Eine E-Mail, die der 48-jährige Mann aus Münster Ende März an einen größeren Bekanntenkreis geschrieben und in der er seinen Zustand beschrieben haben soll, habe den Behörden nicht vorgelegen. Es habe zudem keine Hinweise von Dritten wegen einer möglichen Gefährdung gegeben, sagte Lewe.

Der Amokfahrer war am Samstagnachmittag mit seinem Kleinbus in der Münsteraner Altstadt in eine Gruppe gerast. Er tötete so zwei Menschen. Danach erschoss er sich. Von den rund 20 Verletzten waren 5 am Montag noch immer in Lebensgefahr.
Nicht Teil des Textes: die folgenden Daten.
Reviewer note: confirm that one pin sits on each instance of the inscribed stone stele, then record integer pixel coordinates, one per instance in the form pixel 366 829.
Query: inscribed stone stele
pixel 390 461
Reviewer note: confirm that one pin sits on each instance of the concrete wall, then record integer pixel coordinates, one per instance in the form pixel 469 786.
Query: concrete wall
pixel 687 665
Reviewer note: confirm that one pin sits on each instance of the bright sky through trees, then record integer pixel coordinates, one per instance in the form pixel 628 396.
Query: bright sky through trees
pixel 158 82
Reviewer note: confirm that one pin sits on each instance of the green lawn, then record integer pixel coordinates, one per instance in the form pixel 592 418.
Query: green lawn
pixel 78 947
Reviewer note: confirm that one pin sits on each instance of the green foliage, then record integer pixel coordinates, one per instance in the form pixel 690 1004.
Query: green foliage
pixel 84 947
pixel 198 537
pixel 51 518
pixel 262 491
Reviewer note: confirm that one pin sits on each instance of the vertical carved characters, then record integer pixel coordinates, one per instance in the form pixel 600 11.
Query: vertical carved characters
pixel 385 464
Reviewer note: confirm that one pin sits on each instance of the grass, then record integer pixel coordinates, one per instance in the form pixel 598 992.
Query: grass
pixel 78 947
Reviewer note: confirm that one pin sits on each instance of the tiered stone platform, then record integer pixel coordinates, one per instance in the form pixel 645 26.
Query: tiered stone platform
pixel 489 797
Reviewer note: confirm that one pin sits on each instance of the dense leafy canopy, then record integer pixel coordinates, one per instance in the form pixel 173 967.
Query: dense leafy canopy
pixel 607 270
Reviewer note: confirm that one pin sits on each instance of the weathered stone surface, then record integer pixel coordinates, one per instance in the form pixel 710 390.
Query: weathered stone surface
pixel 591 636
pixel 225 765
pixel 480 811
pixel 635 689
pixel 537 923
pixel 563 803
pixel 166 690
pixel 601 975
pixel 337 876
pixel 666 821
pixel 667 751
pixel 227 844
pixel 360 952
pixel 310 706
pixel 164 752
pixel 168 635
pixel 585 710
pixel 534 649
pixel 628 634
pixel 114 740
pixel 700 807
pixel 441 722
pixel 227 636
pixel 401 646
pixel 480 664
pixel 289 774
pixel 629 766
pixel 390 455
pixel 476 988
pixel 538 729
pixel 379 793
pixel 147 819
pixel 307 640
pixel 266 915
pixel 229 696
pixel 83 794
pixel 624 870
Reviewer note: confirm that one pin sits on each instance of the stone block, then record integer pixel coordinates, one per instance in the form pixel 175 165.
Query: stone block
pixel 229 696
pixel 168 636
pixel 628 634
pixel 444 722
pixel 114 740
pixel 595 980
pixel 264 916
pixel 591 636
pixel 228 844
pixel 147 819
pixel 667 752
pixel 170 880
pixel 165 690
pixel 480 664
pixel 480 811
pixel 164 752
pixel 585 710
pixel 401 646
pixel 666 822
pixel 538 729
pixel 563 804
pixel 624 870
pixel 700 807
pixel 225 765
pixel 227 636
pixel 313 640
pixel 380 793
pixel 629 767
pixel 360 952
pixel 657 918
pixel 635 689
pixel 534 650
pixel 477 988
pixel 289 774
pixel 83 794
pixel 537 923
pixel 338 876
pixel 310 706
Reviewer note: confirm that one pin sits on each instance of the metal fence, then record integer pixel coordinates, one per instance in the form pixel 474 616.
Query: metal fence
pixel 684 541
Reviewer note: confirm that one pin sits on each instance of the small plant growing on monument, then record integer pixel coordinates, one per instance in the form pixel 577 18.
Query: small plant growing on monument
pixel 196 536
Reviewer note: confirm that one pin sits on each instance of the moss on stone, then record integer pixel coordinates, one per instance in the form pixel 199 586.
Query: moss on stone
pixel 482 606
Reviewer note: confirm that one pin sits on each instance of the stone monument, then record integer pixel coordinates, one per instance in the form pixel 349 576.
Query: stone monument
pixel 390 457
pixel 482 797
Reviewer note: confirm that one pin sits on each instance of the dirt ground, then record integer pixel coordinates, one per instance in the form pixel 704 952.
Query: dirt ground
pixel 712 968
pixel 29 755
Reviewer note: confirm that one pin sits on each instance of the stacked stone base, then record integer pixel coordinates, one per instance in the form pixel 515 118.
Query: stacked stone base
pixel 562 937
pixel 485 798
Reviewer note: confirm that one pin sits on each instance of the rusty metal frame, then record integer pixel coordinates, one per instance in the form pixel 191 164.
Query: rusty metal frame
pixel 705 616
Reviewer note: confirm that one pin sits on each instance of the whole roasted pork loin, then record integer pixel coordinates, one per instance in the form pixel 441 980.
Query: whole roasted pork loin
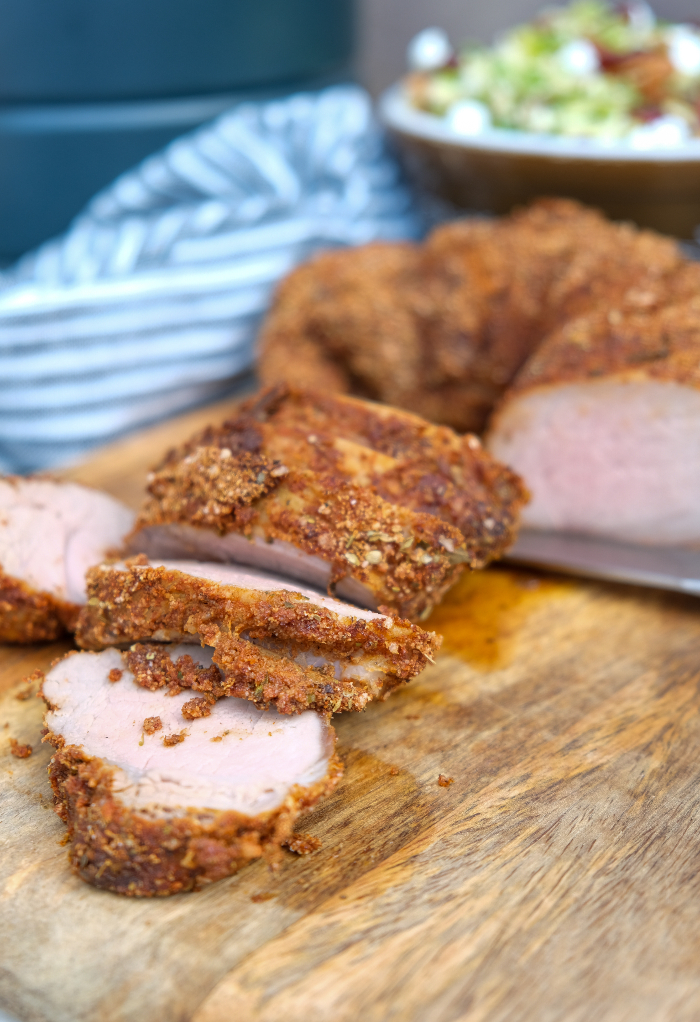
pixel 165 793
pixel 50 533
pixel 274 643
pixel 573 340
pixel 442 328
pixel 376 505
pixel 604 424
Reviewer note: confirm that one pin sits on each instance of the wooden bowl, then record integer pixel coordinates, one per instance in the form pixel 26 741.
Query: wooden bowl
pixel 500 169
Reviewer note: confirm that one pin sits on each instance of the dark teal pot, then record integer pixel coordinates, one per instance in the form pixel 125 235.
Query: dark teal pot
pixel 88 88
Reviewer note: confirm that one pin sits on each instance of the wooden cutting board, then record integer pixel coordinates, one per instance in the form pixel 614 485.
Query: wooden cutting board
pixel 556 878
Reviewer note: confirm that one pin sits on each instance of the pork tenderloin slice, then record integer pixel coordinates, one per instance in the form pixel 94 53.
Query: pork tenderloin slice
pixel 617 457
pixel 178 540
pixel 384 553
pixel 50 533
pixel 276 642
pixel 148 816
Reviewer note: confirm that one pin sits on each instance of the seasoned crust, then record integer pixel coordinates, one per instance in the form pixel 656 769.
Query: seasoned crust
pixel 28 615
pixel 337 521
pixel 406 460
pixel 640 339
pixel 141 603
pixel 383 497
pixel 265 677
pixel 442 329
pixel 142 855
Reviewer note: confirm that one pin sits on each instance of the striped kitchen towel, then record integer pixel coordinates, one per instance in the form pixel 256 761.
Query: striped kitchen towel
pixel 149 304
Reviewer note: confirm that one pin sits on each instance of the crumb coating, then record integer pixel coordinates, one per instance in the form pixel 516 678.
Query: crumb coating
pixel 442 328
pixel 28 615
pixel 143 603
pixel 142 854
pixel 383 497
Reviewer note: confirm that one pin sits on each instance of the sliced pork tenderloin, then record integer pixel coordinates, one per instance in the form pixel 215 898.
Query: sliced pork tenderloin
pixel 274 643
pixel 50 533
pixel 374 504
pixel 159 800
pixel 603 423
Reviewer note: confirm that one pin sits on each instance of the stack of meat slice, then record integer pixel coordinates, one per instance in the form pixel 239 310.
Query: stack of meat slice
pixel 195 727
pixel 176 764
pixel 377 505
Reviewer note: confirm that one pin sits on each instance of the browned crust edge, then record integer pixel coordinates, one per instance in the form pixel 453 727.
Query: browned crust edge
pixel 142 603
pixel 28 615
pixel 119 849
pixel 251 672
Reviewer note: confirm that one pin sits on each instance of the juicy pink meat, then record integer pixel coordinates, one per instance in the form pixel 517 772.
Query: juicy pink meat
pixel 180 540
pixel 260 757
pixel 615 457
pixel 51 532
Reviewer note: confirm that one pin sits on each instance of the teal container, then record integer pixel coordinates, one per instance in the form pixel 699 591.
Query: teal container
pixel 88 88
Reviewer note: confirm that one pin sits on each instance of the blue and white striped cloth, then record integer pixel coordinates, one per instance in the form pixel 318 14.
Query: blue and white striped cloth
pixel 150 303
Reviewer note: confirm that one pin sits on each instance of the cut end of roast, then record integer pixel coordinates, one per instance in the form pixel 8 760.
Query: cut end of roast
pixel 50 533
pixel 159 800
pixel 616 458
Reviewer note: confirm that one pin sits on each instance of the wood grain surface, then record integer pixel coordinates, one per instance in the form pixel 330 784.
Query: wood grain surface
pixel 556 878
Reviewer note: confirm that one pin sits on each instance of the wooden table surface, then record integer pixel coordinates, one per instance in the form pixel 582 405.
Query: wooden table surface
pixel 557 878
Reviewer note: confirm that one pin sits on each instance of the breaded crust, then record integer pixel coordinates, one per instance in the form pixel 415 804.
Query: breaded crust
pixel 406 559
pixel 442 329
pixel 142 603
pixel 642 338
pixel 266 678
pixel 141 855
pixel 386 499
pixel 28 616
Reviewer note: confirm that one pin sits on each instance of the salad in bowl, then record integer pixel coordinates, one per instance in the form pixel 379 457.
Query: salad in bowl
pixel 615 76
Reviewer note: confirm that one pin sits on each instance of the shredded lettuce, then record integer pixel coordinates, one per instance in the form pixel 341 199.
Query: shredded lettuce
pixel 560 75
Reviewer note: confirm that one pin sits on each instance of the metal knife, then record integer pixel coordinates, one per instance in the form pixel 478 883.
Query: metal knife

Münsters Oberstaatsanwaltschaft ist nach eigener Aussage sicher, dass der 48-Jährige in Suizidabsicht handelte.

Skeptisch äußerte sich Lewe zu der Idee, mehr Poller in deutschen Innenstädten aufzustellen. „Die Städte sind Orte des Zusammenlebens und des Miteinanders, und wir können sie nicht überall mit Barrieren und Pollern verbarrikadieren“, sagte er auch als Präsident des Deutschen Städtetages der „Neuen Osnabrücker Zeitung“ (Dienstag).

Kommunen und Sicherheitsbehörden müssten vor Ort eng zusammenarbeiten und dann gemeinsam entscheiden, wo Absperrungen sinnvoll sein könnten für einen besseren Schutz. „Aber nicht jede Straße und jeder Platz mit vielen Menschen lässt sich durch Barrieren sichern“, sagte Lewe. Auch müsse es weiterhin geeignete Zufahrtswege für Rettungsdienste und Lieferverkehr geben.

Zuvor hatte sich Bundesinnenminister Horst Seehofer (CSU) laut „Bild“-Zeitung für mehr Poller zum Schutz vor Attacken mit Fahrzeugen ausgesprochen. Der nordrhein-westfälische Innenminister Herbert Reul (CDU) plädierte dabei für Zurückhaltung.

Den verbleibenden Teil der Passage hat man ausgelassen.